When Claire Simpson turned 50 in early 2020, she received a letter telling her to get a mammogram. Then the pandemic hit, and Victoria went into lockdown.
“Like many people, I put it off until we were coming out of that lockdown, but by then it was September and I couldn’t get an appointment until December,” she says.

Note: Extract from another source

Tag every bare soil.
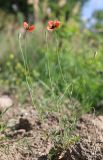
[0,94,103,160]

In February 2021 she was diagnosed with breast cancer and had a mastectomy. Tests showed she was positive for the aggressive HER2 receptor, so she began 12 weeks of chemotherapy as well as a treatment called Herceptin, which she received an IV infusion of every three weeks.
Simpson says the delay in screening “really, really delayed diagnosis for me, by a good six months”.
“I can’t help but feel that [an earlier screening] could have probably saved me from having to have chemotherapy and this Herceptin infusion therapy that I’m having,” she says.
Her last Herceptin treatment was last Wednesday. She has been living in self-imposed lockdown, terrified as the Omicron wave built that she would have to isolate due to Covid and disrupt her treatment. That self-imposed isolation will continue until her final surgery, an elective operation scheduled for mid-year.
Cancer screening dropped by 10% in Victoria alone in the first year of the pandemic. In 2021, referrals to the Peter MacCallum Cancer Centre, a leading treatment and research facility in Melbourne, were down 40%.
“That is certainly going to bounce back at some point,” says Prof Sherene Loi, an oncologist and researcher at Peter MacCallum. “It is potentially going to be a real problem in a few years’ time. At the moment we have a lot of very young cancer diagnoses, a lot of breast cancer … we are just flat chat.”